Interpretation of a will
general rules:
(i) ct should read the relevant portion of the will and give it the natural meaning of the word;
(ii) look at other parts of the will to confirm the meaning, especially where ambiguity can be resolved;
(iii) if the ambiguity persists, have regard to the scheme of the will and consider what the t was trying to do;
(iv) then look to the rules of construction;
(v) look to judicial rules of interpretation;
(vi) draw assistance from opinion of other cts on similar words.
Armchair principle:
where there is latent ambiguity in the will, the cts will step outside the 4 corners of the will (4 corner principle) and put themselves in the testator’s shoes.
Thorn v Dickens: made reference to ‘mother’, but he was actually referring to his wife.
Extrinsic evidence:
cases
Healy: Re Plunkets Estate: Re Callaghan: Butler v Butler: Re Julian:
Healy:
2 nephews with same name and needed extrinsic evidence to clear up discrepancy.
Where there is an inaccuracy e.g. in a description, there may also need extrinsic evidence e.g.
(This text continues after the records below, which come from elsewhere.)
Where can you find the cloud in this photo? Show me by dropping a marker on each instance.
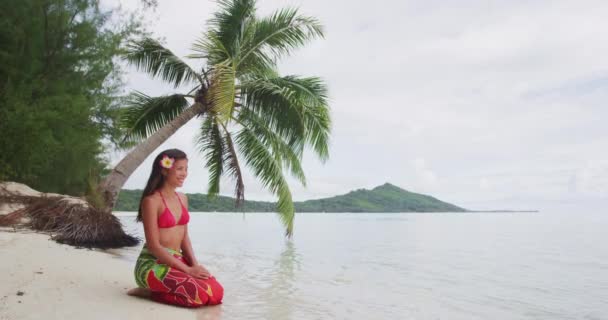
(474, 102)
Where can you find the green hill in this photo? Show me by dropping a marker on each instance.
(384, 198)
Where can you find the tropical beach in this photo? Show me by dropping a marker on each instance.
(243, 159)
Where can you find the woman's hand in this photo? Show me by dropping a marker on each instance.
(198, 271)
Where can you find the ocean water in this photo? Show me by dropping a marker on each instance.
(404, 265)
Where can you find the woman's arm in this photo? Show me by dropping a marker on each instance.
(150, 219)
(186, 245)
(187, 249)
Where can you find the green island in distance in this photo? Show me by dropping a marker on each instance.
(384, 198)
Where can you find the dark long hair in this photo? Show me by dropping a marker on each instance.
(156, 179)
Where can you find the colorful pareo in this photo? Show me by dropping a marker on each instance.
(173, 286)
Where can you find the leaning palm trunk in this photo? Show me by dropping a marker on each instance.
(110, 187)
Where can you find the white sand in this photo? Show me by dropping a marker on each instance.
(62, 282)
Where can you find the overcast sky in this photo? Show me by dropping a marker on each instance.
(484, 104)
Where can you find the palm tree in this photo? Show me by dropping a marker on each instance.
(250, 114)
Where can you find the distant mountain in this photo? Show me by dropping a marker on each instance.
(384, 198)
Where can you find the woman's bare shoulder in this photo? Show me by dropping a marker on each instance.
(151, 201)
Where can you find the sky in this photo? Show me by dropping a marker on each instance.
(483, 104)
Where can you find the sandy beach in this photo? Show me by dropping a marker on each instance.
(46, 280)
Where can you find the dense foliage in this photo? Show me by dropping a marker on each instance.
(385, 198)
(59, 86)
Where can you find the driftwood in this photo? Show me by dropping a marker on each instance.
(67, 219)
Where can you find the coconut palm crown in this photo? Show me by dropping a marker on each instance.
(250, 114)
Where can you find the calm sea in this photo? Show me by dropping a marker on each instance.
(405, 265)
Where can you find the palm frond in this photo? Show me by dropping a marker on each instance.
(150, 56)
(279, 34)
(229, 23)
(145, 115)
(287, 154)
(294, 107)
(223, 90)
(233, 168)
(266, 168)
(210, 143)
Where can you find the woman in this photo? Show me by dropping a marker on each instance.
(167, 270)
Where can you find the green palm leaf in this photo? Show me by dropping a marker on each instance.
(144, 115)
(150, 56)
(295, 107)
(233, 168)
(210, 143)
(266, 168)
(283, 152)
(223, 90)
(279, 34)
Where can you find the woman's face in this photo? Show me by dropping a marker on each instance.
(177, 174)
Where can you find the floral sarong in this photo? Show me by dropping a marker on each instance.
(173, 286)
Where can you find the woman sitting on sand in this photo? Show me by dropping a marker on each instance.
(166, 270)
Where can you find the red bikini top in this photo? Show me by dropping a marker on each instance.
(167, 219)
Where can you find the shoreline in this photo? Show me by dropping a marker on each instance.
(48, 280)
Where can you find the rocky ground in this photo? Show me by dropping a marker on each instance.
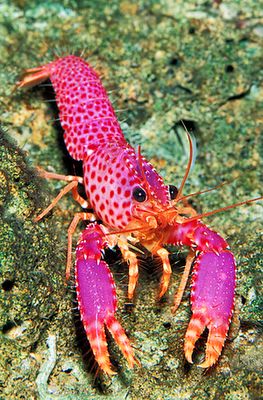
(162, 62)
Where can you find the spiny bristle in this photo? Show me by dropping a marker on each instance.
(195, 329)
(98, 343)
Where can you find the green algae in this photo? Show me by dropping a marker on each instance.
(164, 61)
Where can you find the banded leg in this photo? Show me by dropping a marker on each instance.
(132, 262)
(72, 227)
(96, 294)
(178, 297)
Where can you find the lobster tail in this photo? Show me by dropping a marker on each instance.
(85, 111)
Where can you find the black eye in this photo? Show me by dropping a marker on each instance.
(173, 191)
(139, 194)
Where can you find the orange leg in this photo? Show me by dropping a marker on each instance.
(178, 297)
(65, 190)
(72, 227)
(163, 254)
(74, 180)
(132, 261)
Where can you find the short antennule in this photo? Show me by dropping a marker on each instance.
(189, 164)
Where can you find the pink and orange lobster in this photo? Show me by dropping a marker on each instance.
(135, 206)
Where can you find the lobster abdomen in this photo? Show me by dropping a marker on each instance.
(85, 111)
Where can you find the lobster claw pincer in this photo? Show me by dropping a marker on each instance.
(212, 300)
(97, 301)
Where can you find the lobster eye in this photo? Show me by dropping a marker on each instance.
(173, 191)
(139, 194)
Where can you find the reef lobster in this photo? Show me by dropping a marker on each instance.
(135, 206)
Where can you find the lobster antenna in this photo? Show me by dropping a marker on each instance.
(188, 164)
(206, 190)
(207, 214)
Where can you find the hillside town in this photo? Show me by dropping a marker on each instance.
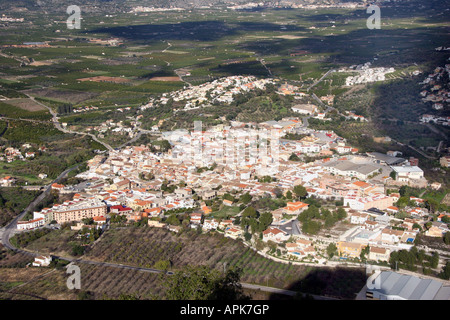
(200, 180)
(366, 74)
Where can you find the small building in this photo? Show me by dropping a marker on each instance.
(389, 285)
(42, 261)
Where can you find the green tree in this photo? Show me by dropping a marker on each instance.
(203, 283)
(445, 274)
(246, 198)
(331, 250)
(434, 261)
(300, 191)
(447, 238)
(341, 214)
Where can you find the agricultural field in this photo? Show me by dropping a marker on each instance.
(158, 248)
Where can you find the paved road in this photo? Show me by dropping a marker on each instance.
(58, 125)
(8, 231)
(321, 78)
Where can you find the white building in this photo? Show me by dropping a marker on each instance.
(31, 224)
(42, 261)
(405, 173)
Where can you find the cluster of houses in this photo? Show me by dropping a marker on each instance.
(366, 74)
(433, 89)
(220, 90)
(11, 154)
(133, 182)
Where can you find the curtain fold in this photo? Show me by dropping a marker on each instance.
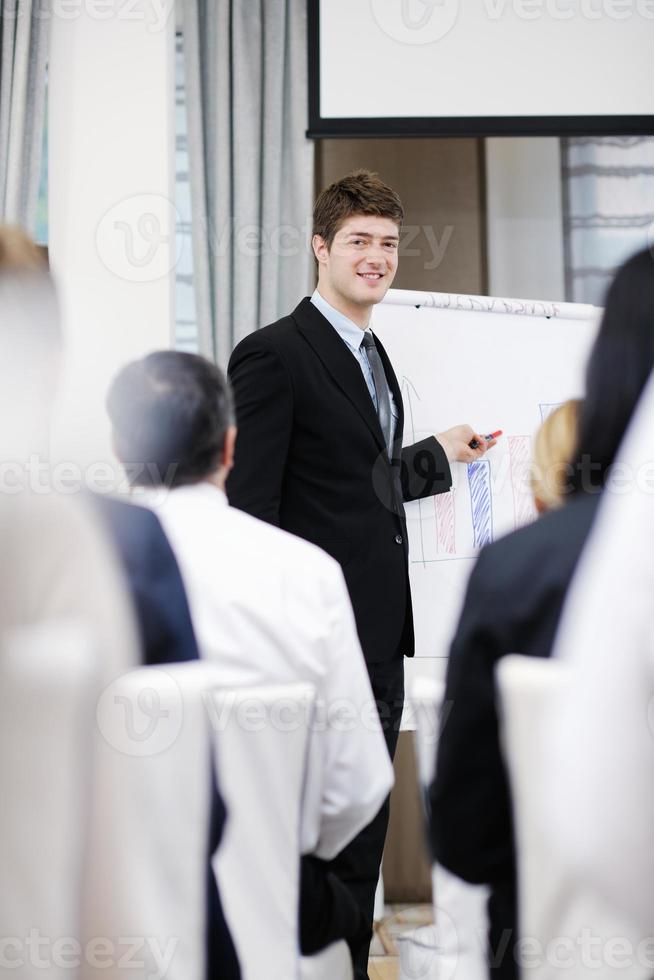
(251, 166)
(24, 40)
(608, 194)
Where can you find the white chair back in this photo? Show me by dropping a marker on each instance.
(149, 846)
(570, 928)
(48, 689)
(261, 742)
(454, 949)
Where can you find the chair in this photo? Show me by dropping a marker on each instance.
(48, 688)
(261, 749)
(558, 913)
(149, 837)
(454, 948)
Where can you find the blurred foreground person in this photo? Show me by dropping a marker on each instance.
(267, 606)
(66, 630)
(68, 622)
(599, 800)
(513, 604)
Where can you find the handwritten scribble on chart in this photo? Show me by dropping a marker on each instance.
(546, 409)
(519, 454)
(445, 534)
(481, 502)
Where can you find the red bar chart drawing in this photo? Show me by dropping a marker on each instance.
(520, 455)
(445, 534)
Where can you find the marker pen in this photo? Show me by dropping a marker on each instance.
(491, 435)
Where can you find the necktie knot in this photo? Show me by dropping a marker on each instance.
(381, 388)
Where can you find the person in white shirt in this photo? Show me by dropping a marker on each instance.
(267, 606)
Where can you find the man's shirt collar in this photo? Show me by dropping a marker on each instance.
(344, 327)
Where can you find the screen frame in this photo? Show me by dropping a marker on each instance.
(451, 126)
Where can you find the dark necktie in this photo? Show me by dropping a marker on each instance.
(381, 387)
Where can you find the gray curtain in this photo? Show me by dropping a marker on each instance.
(25, 31)
(608, 194)
(251, 165)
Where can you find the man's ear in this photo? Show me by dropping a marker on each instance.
(227, 460)
(320, 248)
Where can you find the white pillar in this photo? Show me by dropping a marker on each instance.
(111, 194)
(524, 215)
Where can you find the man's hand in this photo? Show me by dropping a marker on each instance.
(456, 443)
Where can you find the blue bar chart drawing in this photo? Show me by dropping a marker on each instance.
(481, 502)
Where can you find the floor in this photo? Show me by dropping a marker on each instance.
(384, 962)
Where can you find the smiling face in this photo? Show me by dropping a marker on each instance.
(359, 267)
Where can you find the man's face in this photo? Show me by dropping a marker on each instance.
(362, 261)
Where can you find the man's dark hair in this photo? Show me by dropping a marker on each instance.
(361, 192)
(170, 412)
(620, 363)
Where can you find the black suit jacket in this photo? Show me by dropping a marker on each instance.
(513, 604)
(311, 458)
(167, 636)
(155, 583)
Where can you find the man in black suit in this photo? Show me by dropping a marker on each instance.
(513, 603)
(320, 423)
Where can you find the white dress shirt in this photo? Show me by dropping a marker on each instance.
(352, 336)
(271, 608)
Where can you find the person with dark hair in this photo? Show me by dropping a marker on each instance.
(513, 603)
(320, 419)
(267, 607)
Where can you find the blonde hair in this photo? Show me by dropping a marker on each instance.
(554, 447)
(18, 253)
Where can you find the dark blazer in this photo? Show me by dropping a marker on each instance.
(155, 583)
(513, 603)
(310, 458)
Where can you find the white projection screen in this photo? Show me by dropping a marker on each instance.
(481, 67)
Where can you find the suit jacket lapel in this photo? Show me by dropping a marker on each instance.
(393, 384)
(339, 362)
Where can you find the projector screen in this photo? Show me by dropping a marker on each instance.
(481, 67)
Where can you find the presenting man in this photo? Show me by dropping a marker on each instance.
(320, 420)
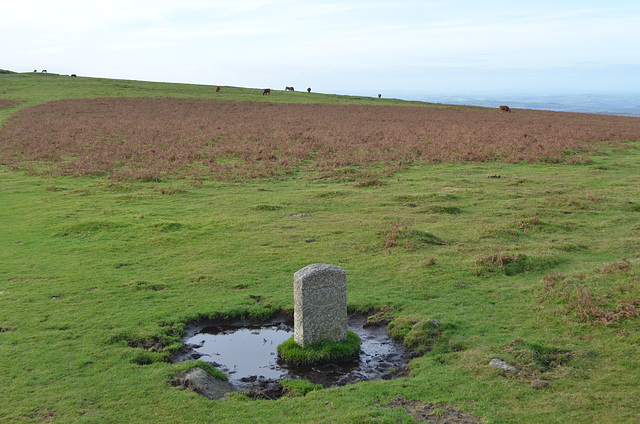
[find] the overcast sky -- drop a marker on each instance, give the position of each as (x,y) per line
(347,46)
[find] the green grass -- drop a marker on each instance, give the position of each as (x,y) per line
(320,352)
(35,88)
(98,279)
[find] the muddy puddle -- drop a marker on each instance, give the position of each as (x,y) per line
(247,353)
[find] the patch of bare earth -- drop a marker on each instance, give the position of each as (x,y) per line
(436,413)
(151,138)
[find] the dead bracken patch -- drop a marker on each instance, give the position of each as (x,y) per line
(436,413)
(152,138)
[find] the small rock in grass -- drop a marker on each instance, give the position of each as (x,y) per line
(539,384)
(496,363)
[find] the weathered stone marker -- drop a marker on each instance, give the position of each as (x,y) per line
(320,304)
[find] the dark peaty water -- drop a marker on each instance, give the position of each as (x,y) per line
(247,352)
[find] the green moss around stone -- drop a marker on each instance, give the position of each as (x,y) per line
(321,352)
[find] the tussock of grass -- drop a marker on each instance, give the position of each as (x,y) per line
(424,335)
(321,352)
(298,388)
(186,366)
(398,236)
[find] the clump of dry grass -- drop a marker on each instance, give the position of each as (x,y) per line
(603,297)
(7,103)
(148,139)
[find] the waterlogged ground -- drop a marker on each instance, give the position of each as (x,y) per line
(247,353)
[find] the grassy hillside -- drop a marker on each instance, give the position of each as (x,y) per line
(35,88)
(535,264)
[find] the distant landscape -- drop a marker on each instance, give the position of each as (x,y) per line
(607,104)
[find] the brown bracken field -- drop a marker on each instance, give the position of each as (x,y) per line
(152,138)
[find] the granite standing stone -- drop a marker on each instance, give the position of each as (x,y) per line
(320,304)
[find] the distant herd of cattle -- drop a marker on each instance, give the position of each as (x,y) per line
(267,92)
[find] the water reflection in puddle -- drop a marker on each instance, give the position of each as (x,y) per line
(248,352)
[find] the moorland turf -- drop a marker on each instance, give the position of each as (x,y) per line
(480,235)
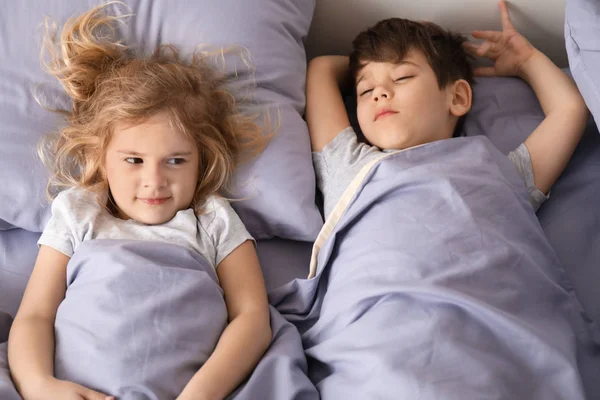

Re Plunkets Estate:
MF was supposed to be living in France but this was no true. However even though the evidence admitted was factually correct, ct held it to be inconclusive.
Re Callaghan:
ct will decide when the description is inaccurate what the t intended rather than what is factually accurate.
Butler v Butler:
intention of testator should be clear and seeking out the meaning of the words in a direct fashion. Cts have a reluctance to interfere with wills.
Re Julian:
this will referred to the ‘Seamen’s Institute, Sir John Rogerson’s Quay’, there was one protestant one there and one catholic one on Eden Quay. Even though there was obviously a mistake, ct refused to allow admittance as on the face of the will, there was no ambiguity and the bequest was made to the catholic institute.